Aunt Linda’s small twice-weekly Tulsa-visits continue. She arrives at two PM. She stays for two hours. She holds Brayden (and later helps with both kids). She drinks the small cup of coffee I keep ready. We talk through the small week’s family-news. The small visits are the small social-thread that connects the Tulsa-apartment-life to the small Sapulpa-extended-family.

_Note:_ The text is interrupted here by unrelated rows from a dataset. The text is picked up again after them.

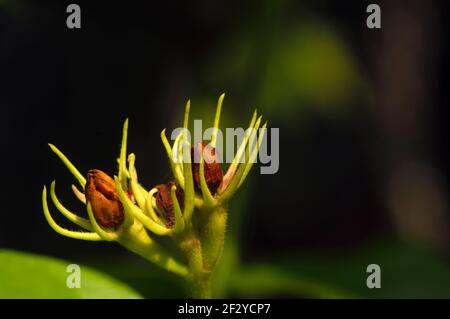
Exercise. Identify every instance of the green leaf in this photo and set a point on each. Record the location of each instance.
(25, 275)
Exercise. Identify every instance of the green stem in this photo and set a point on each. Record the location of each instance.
(212, 234)
(199, 279)
(137, 240)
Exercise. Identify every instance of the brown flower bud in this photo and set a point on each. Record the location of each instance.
(102, 194)
(165, 203)
(213, 169)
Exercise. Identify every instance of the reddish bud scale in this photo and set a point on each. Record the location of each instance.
(102, 194)
(165, 203)
(213, 169)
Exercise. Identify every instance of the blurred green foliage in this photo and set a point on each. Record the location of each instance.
(24, 275)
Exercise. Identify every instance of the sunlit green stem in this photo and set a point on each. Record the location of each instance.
(212, 234)
(199, 278)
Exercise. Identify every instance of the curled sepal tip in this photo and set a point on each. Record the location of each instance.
(62, 231)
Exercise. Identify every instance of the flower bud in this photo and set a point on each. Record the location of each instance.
(102, 194)
(165, 203)
(213, 169)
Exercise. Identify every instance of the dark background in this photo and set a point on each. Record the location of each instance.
(363, 138)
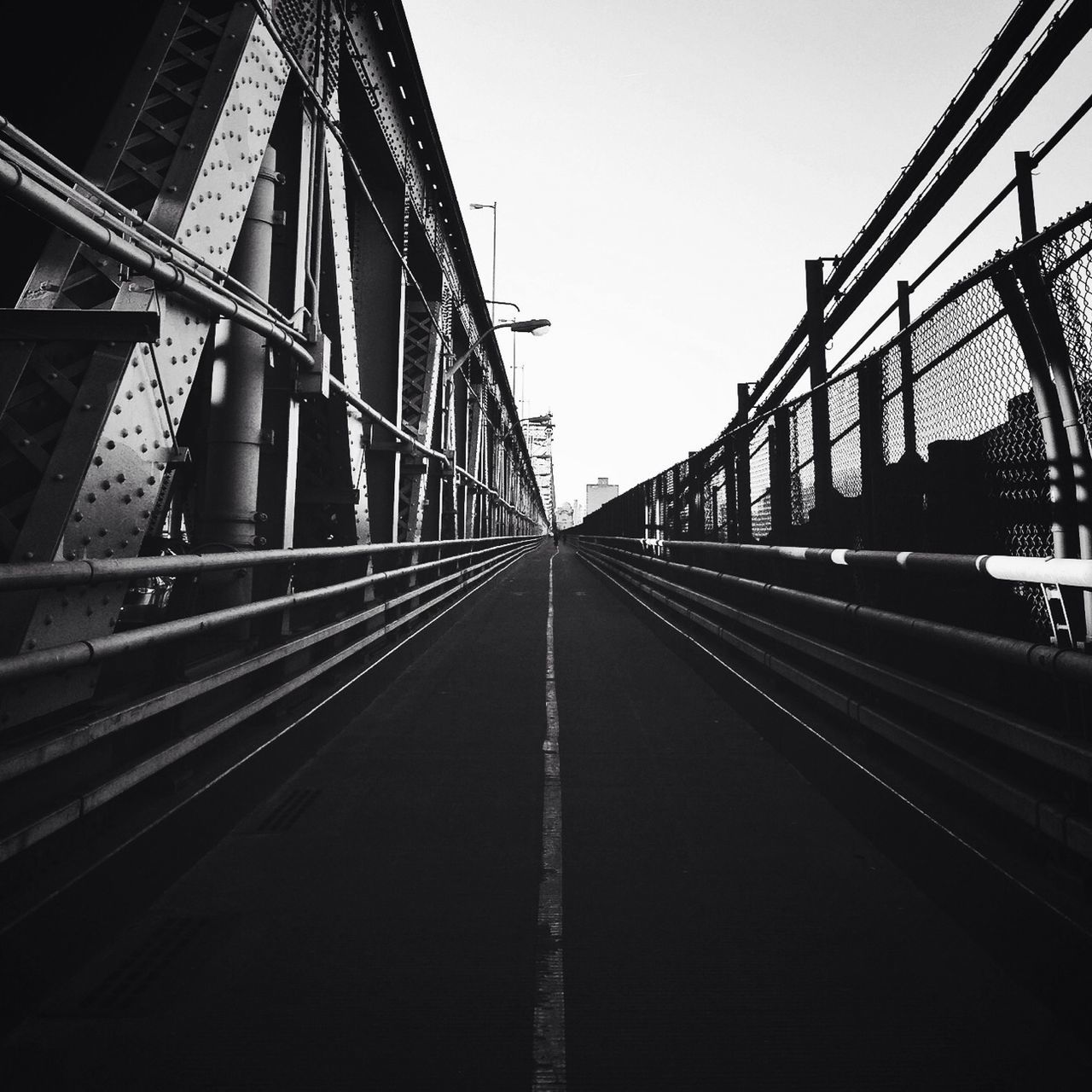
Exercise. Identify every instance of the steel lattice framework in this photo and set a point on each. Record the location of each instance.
(236, 336)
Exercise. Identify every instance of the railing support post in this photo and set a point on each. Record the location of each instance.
(870, 401)
(741, 440)
(1025, 195)
(820, 403)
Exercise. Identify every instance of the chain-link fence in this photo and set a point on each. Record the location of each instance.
(936, 440)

Brayden’s small developmental milestones have been arriving on the small typical-schedule. The pediatrician has been pleased at the small monthly check-ins. The small baby-and-now-toddler life continues to be the small foreground of the small family-of-three rhythm.

Baked Potato Pizza

Prep Time: 10 min | Cook Time: 65 min | Total Time: 75 min | Servings: 4

Ingredients

  • 2 large russet potatoes, scrubbed
  • 1/2 cup canned pizza sauce or tomato sauce
  • 1 cup shredded mozzarella or any shredded cheese
  • 1/4 cup diced onion
  • 1/4 cup diced green bell pepper
  • 1/4 cup sliced black olives (optional)
  • 1/2 teaspoon garlic powder
  • 1/2 teaspoon dried oregano
  • 1 tablespoon vegetable oil
  • Salt and pepper to taste

Instructions

  1. Preheat & prep. Preheat your oven to 400°F. Scrub the potatoes well and pierce each one several times with a fork so steam can escape.
  2. Bake the potatoes. Place potatoes directly on the oven rack and bake for 50–60 minutes, until a fork slides in easily at the thickest part.
  3. Cool & hollow. Remove potatoes and let them cool for 10 minutes so they’re safe to handle. Slice each potato in half lengthwise. Scoop out most of the flesh with a spoon, leaving a 1/4-inch shell. (Save the scooped potato for another meal — mashed potatoes, soup, anything.)
  4. Season the skins. Brush the inside of each potato half lightly with vegetable oil. Sprinkle with garlic powder, oregano, salt, and pepper.
  5. Add the toppings. Spread 2 tablespoons of pizza sauce inside each half. Top with shredded cheese, diced onion, bell pepper, and olives if using.
  6. Bake again. Return the loaded potato halves to the oven and bake for 10–12 minutes, until the cheese is melted and starting to bubble at the edges.
  7. Serve. Let cool for 2–3 minutes before serving. These are hot — remind the kids.

Nutrition (per serving)

Calories: 225 | Protein: 9g | Fat: 8g | Carbs: 31g | Fiber: 3g | Sodium: 390mg

Kaylee Turner
About the cook who shared this
Kaylee Turner
Week 373 of Kaylee’s 30-year story · Tulsa, Oklahoma
Kaylee is twenty-five, married with three kids under six, and the youngest mom on the RecipeSpinoff team. She got her GED at twenty, married at nineteen, and feeds her family on whatever she can find at Dollar General and the Tulsa grocery outlet. She survived a tornado that took the roof off her apartment and discovered that you can make surprisingly good dinners with canned goods and determination. Don't underestimate her. She doesn't underestimate herself.